Today might turn out to be a good day after all.
Imposters
They were pulling out of the parking lot of St. Dymphna’s Psychiatric Hospital when the radio crackled into life. Mick answered. Dispatch said, “There’s been another one.”
“Shit,” Jamie said. They’d developed a rule that the partner not holding the handset did the swearing for both of them. Mick said to Dispatch, “Give us an address, and we’re on our way.”
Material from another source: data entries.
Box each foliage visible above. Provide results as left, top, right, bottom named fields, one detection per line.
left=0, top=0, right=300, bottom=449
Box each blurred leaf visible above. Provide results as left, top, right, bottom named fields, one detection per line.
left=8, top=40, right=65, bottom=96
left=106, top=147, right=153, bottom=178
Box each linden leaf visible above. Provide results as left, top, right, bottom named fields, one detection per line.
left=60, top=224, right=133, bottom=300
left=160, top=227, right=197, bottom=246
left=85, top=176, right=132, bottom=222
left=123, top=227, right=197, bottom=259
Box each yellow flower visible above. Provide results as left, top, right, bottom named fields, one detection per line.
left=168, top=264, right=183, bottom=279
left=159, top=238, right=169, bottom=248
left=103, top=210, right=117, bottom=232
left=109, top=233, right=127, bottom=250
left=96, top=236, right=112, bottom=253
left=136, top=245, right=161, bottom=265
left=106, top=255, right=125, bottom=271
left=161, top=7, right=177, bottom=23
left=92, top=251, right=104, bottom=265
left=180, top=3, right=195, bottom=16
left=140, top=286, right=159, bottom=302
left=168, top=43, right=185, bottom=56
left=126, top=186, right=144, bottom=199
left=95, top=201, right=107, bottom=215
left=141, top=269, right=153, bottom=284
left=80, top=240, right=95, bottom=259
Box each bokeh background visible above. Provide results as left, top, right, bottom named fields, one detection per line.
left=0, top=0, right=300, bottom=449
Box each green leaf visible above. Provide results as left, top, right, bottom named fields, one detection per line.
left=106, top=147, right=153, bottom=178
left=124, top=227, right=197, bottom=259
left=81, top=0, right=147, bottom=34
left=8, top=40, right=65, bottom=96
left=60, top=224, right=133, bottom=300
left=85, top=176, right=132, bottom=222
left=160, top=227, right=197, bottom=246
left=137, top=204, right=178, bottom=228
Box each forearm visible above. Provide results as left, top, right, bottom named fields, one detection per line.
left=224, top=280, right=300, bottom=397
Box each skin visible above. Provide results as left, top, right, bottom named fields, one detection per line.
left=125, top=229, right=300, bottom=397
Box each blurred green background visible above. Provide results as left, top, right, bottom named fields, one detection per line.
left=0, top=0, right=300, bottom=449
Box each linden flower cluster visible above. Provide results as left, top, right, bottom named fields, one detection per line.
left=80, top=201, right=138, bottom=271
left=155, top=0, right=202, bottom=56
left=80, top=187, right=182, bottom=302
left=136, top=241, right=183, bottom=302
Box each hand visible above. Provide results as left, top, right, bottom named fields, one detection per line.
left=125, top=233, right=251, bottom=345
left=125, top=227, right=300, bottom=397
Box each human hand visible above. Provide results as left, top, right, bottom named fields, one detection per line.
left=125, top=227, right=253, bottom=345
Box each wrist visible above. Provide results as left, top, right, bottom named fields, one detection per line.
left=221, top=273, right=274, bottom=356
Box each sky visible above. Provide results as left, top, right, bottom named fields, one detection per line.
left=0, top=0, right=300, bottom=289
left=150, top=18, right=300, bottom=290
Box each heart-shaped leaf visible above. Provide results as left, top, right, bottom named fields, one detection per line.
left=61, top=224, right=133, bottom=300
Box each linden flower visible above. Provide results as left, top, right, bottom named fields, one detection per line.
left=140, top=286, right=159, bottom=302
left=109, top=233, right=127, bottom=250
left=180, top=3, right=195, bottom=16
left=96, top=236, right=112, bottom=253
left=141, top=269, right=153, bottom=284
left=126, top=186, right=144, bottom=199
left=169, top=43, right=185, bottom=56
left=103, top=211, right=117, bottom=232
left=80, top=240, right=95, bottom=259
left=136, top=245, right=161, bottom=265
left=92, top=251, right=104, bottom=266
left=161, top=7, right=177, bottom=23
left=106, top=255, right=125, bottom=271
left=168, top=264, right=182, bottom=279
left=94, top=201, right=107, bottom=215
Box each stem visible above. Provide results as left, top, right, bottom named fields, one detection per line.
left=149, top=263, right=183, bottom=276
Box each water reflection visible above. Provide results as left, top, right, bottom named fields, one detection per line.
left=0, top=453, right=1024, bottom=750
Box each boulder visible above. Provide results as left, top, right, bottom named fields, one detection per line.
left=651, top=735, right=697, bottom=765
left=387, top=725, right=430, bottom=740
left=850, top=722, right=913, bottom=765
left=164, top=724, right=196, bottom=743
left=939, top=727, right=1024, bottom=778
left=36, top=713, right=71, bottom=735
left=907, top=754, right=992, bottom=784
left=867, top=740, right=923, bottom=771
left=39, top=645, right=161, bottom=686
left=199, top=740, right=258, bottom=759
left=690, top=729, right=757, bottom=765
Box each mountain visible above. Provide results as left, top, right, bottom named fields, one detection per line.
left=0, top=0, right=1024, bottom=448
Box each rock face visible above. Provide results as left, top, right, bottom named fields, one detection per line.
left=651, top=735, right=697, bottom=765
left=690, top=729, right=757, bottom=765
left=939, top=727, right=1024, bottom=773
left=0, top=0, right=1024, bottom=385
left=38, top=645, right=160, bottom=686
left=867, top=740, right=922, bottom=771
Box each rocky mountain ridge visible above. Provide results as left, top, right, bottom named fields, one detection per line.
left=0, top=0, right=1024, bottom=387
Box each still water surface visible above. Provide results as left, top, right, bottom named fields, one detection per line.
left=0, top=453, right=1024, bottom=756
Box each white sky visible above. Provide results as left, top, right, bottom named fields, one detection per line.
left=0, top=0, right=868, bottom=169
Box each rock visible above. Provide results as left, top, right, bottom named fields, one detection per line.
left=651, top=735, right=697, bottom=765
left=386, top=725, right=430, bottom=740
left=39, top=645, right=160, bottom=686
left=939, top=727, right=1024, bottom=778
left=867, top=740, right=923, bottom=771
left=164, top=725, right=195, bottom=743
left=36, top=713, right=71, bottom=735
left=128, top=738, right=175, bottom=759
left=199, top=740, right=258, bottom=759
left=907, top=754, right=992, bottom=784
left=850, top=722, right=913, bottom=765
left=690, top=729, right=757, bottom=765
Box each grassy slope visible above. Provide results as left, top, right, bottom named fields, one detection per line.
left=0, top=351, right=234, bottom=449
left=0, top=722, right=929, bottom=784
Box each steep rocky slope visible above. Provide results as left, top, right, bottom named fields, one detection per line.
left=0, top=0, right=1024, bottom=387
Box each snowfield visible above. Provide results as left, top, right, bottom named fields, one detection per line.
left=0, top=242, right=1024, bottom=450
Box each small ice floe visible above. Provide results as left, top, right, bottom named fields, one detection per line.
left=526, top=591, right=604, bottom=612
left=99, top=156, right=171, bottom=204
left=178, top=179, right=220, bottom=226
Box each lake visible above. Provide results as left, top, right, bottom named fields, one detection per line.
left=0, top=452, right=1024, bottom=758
There was a hesitation, infinitesimal, but years long in Dispatch-time, which they understood when the dispatcher said, “Langland Street subway station. He jumped.”
“Christ,” Mick said, racking the handset.
“That makes what, three jumpers?”
“Three jumpers, a bullet to the brain, and Mrs. Coulson back there in St. Dymphna’s. I think the police are right. This one’s paranormal.”
“Evidence or hunch?”
“Hunch mostly. But. People don’t just ‘go crazy’ out of a clear blue sky, you know. And here’s four people—five now, I guess—no history of mental illness, going zero to psychosis in sixty seconds flat. Something is very definitely wrong with this picture. And it feels paranormal to me.”
Mick’s 3(8) esper rating wasn’t quite high enough for his intuition to be admissible legal evidence, but Jamie had never known him to be wrong. “Then we’d better start trying to figure out what these people had in common.”